Na semana passada, pesquisadores dos Estados Unidos que analisaram imagens de satélite afirmaram que aparentemente o Choe Hyon já havia sido recolocado na posição vertical.
Dias depois, novas imagens de satélite mostraram que o contratorpedeiro estava em uma doca seca no porto de Rajin, parte da zona econômica especial de Rason, na fronteira com a Rússia.
O almirante sul-coreano Kim Duk-ki disse à CNN que a Coreia do Norte provavelmente precisará de ajuda de países parceiros para consertar a embarcação, já que o sistema de sonar do contratorpedeiro foi danificado e a Coreia do Norte não tem essa tecnologia – dessa forma, o deslocamento para perto da fronteira com a Rússia indica que Moscou ajudará nos reparos.
Especialista afirma que a Coreia do Norte não é a mesma do primeiro mandato de Trump
Por ora, a gestão Trump não parece ter pressa de retomar as conversas com Pyongyang. No final de abril, um alto funcionário do governo americano disse ao site Axios que a Casa Branca estava mantendo discussões discretas e consultando especialistas externos a respeito das opções para retomar o diálogo com a Coreia do Norte.
“Estamos convocando agências para entender a situação atual dos norte-coreanos. Muita coisa mudou nos últimos quatro anos [período da gestão Biden]. Estamos avaliando, diagnosticando e discutindo possíveis caminhos, incluindo o engajamento”, disse o funcionário. Entretanto, desde então, não houve novidades sobre o assunto.
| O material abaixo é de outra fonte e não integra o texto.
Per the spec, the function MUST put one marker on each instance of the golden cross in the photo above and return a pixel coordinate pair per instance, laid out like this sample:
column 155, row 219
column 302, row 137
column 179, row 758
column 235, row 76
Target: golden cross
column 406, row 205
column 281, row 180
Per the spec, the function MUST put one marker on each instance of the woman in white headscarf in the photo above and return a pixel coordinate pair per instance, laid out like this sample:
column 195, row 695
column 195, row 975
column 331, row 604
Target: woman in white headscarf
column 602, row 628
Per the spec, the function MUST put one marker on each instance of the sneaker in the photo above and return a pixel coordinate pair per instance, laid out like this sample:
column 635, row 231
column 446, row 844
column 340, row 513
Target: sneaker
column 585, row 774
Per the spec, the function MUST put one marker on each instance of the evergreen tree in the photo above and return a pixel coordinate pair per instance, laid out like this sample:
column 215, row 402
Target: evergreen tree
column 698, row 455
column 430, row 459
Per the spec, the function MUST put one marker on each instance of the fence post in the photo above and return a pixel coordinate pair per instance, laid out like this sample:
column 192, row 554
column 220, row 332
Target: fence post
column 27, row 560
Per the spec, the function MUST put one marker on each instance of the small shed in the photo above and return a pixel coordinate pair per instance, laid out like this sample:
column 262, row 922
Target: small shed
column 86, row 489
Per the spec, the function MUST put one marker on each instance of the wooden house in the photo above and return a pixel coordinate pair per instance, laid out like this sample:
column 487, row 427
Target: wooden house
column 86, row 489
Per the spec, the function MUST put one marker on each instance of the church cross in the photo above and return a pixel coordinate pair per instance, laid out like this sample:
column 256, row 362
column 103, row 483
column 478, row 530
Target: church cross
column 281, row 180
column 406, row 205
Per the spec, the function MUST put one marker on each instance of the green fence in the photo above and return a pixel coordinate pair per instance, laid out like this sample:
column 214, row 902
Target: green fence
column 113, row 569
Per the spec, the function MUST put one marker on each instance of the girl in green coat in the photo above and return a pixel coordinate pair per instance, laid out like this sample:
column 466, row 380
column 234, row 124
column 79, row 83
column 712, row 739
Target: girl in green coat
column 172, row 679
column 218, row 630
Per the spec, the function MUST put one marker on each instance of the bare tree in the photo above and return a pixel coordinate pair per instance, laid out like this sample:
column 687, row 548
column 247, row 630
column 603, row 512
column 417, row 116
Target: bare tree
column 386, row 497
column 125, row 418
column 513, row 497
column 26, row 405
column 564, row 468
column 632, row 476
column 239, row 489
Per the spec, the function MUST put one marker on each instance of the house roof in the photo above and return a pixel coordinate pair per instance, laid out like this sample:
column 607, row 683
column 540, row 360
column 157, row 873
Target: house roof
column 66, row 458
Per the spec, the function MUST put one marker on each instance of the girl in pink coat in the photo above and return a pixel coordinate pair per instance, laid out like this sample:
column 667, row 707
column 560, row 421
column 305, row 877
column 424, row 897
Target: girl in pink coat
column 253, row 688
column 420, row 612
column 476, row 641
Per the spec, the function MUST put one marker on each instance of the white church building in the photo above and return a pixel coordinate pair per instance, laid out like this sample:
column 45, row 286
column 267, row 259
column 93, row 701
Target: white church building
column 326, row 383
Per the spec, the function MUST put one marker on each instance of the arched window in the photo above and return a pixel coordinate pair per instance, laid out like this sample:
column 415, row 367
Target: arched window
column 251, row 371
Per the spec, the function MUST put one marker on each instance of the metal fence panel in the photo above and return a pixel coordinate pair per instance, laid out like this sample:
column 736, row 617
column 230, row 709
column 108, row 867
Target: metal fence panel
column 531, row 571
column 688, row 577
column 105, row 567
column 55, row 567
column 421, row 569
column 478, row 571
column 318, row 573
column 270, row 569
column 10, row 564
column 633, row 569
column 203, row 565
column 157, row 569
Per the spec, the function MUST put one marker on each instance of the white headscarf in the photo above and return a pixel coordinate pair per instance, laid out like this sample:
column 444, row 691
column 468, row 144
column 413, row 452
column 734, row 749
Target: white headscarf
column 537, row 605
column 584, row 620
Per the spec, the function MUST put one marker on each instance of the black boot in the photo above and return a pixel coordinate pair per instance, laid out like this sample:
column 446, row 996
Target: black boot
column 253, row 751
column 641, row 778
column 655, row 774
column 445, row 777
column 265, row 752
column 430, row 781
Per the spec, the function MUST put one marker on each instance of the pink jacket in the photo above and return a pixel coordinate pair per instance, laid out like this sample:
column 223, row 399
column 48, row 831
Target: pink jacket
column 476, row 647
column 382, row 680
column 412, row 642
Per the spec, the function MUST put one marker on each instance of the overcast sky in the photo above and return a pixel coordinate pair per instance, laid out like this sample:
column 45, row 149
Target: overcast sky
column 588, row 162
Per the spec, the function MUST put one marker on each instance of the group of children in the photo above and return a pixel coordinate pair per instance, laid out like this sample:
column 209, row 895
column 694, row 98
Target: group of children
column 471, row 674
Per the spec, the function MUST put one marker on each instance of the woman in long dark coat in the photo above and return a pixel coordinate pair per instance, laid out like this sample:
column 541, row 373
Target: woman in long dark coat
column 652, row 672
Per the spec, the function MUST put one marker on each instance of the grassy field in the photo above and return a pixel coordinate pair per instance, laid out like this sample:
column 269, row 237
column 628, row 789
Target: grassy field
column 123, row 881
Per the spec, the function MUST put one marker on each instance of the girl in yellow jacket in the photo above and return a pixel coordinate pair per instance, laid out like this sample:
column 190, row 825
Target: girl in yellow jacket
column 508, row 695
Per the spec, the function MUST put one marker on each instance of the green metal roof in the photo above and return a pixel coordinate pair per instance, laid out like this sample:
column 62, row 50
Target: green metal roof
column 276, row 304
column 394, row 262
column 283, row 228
Em artigo para o site especializado em temas geopolíticos World Politics Review, Theresa Lou, ex-assessora sobre questões da região do Indo-Pacífico para a representação dos Estados Unidos nas Nações Unidas, fez o mesmo diagnóstico do funcionário ouvido pelo Axios: a Coreia do Norte não é a mesma da primeira gestão Trump.
“Naquela época, a pressão internacional sobre Pyongyang estava, sem dúvida, no auge e proporcionou uma ferramenta crucial para a diplomacia de Trump, em nível de liderança. O mundo de hoje é muito diferente”, escreveu Lou.
“O Conselho de Segurança [da ONU] está paralisado por um impasse geopolítico. A Rússia se juntou à China na proteção ativa de Pyongyang contra a condenação internacional e a pressão das sanções. E a Coreia do Norte se tornou mais capaz financeira e militarmente em um momento em que as alianças dos EUA com outros países estão tensas”, alertou.